Zayıflayan/zayıflatılan sosyalizmin etkisi ile birlikte kapitalistler sistemlerine engel olacak, pürüz çıkaracak kimse olmadığı için rahat hareket etmeye başladılar. Yıllarca işçi ve emekçilerin mücadelesi ile kazanılmış hakları ve sosyalizmin dünyaya sağladığı kazanımlara karşı neredeyse tüm ülkelerin kapitalistleri amansız bir mücadeleye girişmeye başladılar.
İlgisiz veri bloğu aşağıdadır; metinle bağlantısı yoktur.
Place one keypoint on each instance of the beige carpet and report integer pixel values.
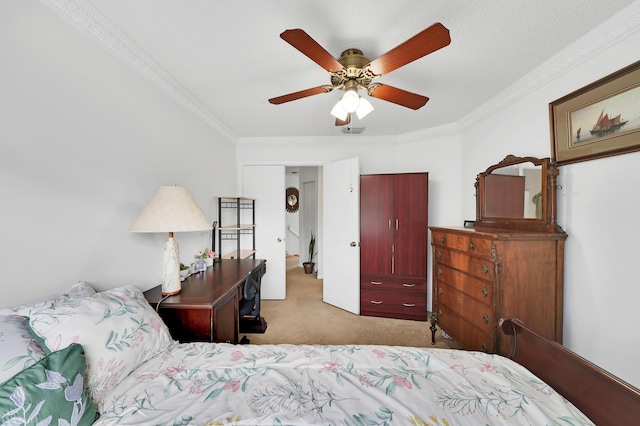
(303, 318)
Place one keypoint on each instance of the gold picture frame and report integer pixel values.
(599, 120)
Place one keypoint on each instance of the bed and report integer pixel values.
(106, 358)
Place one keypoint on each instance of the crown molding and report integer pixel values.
(620, 26)
(357, 140)
(610, 32)
(92, 22)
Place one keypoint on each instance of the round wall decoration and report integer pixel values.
(292, 201)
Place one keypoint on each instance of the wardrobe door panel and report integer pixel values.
(411, 192)
(376, 212)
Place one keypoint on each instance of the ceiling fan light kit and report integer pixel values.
(353, 71)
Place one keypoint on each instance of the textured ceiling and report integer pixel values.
(226, 57)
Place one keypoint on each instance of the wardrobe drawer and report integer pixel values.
(401, 305)
(470, 309)
(477, 266)
(468, 243)
(392, 284)
(472, 338)
(475, 288)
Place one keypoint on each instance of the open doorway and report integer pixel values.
(301, 223)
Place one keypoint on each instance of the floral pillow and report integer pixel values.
(117, 328)
(51, 391)
(18, 349)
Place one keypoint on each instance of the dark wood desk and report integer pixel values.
(206, 310)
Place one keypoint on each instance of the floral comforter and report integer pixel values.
(217, 384)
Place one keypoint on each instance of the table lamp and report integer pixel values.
(172, 209)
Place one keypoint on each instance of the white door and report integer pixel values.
(267, 185)
(341, 234)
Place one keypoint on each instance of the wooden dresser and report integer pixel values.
(393, 245)
(510, 263)
(482, 276)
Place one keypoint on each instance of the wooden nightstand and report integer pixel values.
(206, 310)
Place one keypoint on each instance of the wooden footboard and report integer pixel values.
(601, 396)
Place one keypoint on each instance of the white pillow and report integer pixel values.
(117, 328)
(18, 349)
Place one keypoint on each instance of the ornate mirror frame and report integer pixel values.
(545, 220)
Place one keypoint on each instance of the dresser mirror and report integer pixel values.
(517, 193)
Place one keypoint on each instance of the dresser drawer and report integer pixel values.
(475, 288)
(468, 243)
(477, 266)
(473, 311)
(392, 284)
(473, 339)
(408, 304)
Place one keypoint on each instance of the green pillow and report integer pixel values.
(51, 391)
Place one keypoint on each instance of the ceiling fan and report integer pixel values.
(353, 71)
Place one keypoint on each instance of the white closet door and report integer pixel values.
(267, 185)
(341, 232)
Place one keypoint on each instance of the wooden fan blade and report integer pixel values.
(309, 47)
(429, 40)
(397, 96)
(301, 94)
(343, 122)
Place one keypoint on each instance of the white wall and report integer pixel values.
(598, 203)
(85, 141)
(597, 206)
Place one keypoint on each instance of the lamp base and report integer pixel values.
(171, 272)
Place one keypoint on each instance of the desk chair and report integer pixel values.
(249, 306)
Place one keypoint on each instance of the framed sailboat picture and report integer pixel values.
(598, 120)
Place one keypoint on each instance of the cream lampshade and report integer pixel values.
(172, 209)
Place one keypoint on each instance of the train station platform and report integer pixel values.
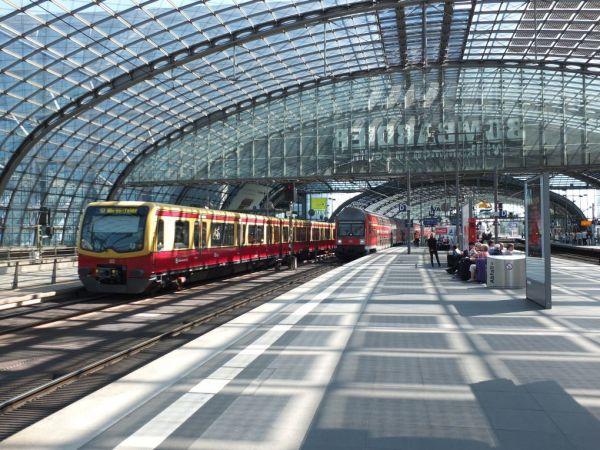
(37, 282)
(381, 353)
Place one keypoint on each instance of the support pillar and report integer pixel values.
(496, 205)
(408, 208)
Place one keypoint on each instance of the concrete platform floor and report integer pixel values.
(383, 353)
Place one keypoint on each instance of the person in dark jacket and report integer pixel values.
(432, 244)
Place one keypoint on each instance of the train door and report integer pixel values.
(198, 239)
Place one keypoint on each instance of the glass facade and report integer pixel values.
(131, 99)
(434, 120)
Halkın zayıfta olsa mücadelesi ve üretim ilişkilerinin kendi deviniminin içerisinde yer alan çelişkiler; saldırıların kısmi de olsa ertelenmesini veya gecikmesini sağlayabildi. Ancak Ukrayna-Rusya arasında yaşanan çatışma, İsrail’in vahşice sürdürdüğü işgal politikaları, kapitalist sistemin faşist rejimlere yönelimi ve çatışmacı dış politika devri kapitalizmin saldıranlarının artacağının en büyük işareti.
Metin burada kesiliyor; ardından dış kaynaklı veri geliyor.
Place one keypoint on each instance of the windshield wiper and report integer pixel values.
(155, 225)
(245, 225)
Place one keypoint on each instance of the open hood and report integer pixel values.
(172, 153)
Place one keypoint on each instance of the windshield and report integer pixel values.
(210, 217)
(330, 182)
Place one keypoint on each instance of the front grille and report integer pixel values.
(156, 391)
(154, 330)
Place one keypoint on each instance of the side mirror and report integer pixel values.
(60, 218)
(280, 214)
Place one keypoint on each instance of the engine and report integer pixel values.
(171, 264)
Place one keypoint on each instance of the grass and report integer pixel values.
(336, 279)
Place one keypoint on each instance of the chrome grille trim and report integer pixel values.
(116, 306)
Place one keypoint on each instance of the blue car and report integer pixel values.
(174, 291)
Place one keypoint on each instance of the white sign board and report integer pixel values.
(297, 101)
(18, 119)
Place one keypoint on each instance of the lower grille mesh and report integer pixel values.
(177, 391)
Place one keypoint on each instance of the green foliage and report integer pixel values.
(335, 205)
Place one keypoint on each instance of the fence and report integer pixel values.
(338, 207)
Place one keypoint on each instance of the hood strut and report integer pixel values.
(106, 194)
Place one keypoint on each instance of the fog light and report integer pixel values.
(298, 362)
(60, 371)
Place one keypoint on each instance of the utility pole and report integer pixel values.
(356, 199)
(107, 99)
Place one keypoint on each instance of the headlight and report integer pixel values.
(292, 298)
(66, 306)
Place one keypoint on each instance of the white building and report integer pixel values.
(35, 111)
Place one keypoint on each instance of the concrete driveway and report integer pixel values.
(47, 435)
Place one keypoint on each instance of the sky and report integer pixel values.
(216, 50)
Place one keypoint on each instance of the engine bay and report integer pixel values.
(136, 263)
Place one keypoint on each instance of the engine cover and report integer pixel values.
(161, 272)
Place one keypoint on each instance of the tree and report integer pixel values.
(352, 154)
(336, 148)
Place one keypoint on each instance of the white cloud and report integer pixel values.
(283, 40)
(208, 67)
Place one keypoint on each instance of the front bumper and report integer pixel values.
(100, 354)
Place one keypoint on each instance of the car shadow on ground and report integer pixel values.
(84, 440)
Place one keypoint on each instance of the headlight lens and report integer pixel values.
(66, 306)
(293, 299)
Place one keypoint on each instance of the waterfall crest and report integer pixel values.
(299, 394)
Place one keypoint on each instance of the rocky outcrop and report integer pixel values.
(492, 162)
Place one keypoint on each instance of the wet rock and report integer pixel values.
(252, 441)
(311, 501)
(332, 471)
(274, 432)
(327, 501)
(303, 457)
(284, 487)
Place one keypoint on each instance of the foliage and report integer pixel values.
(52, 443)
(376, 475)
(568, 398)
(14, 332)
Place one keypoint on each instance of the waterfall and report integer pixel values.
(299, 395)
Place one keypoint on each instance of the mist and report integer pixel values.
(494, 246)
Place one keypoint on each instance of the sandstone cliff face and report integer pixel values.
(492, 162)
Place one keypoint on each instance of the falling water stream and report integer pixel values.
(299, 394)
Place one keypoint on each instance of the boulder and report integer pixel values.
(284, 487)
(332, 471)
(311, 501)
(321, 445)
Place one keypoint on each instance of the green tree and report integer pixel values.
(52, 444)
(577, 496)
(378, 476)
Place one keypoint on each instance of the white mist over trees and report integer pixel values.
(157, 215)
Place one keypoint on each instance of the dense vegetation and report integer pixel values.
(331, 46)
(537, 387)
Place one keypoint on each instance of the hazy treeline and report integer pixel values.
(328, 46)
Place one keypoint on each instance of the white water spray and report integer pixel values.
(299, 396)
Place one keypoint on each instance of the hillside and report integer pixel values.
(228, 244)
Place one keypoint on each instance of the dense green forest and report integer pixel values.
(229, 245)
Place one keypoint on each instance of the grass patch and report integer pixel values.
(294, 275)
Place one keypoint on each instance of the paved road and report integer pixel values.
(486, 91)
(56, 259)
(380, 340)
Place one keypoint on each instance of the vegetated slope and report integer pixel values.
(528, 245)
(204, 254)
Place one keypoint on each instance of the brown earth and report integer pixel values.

“Çocuklar ölüyor”, “hani Avrupa İnsan Hakları” gibi sözler boşluğu dövüp duruyor. Pazar ve pay için savaş aracına zorunluluğu olan emperyalizm, “ülke çıkarları” adı altında kutsallaştırılan kapitalizm ve sermaye partileri; şirin görünmek adına taktıkları tüm maskeleri çıkararak, halklara cehennemin kapıları aralıyor.

“Biden uzaylı mı?”, “Netenyahu deli bi lider”, “Putin’in hırsı” gibi “birey” endeksli basit görünen tepkiler, kapitalist-emperyalist sistemi korumak üzere atılan son adımlar, son çığlıklar… “Gerekirse sivilleri de öldürürüz” tehditleri ve ülkelerin bu sözlere rağmen verdiği destek, önümüzdeki sürecin şifrelerini bize veriyor. Daha vahşi, daha barbarca bir mücadele ile egemenler; işçi emekçilere, halklara ve ezilen uluslara saldırının dozu arttırıyor.

Hala iyi niyetli bakmak isteyenlere bir hatırlatma:
Cehenneme giden yol iyi niyet taşlarıyla döşelidir!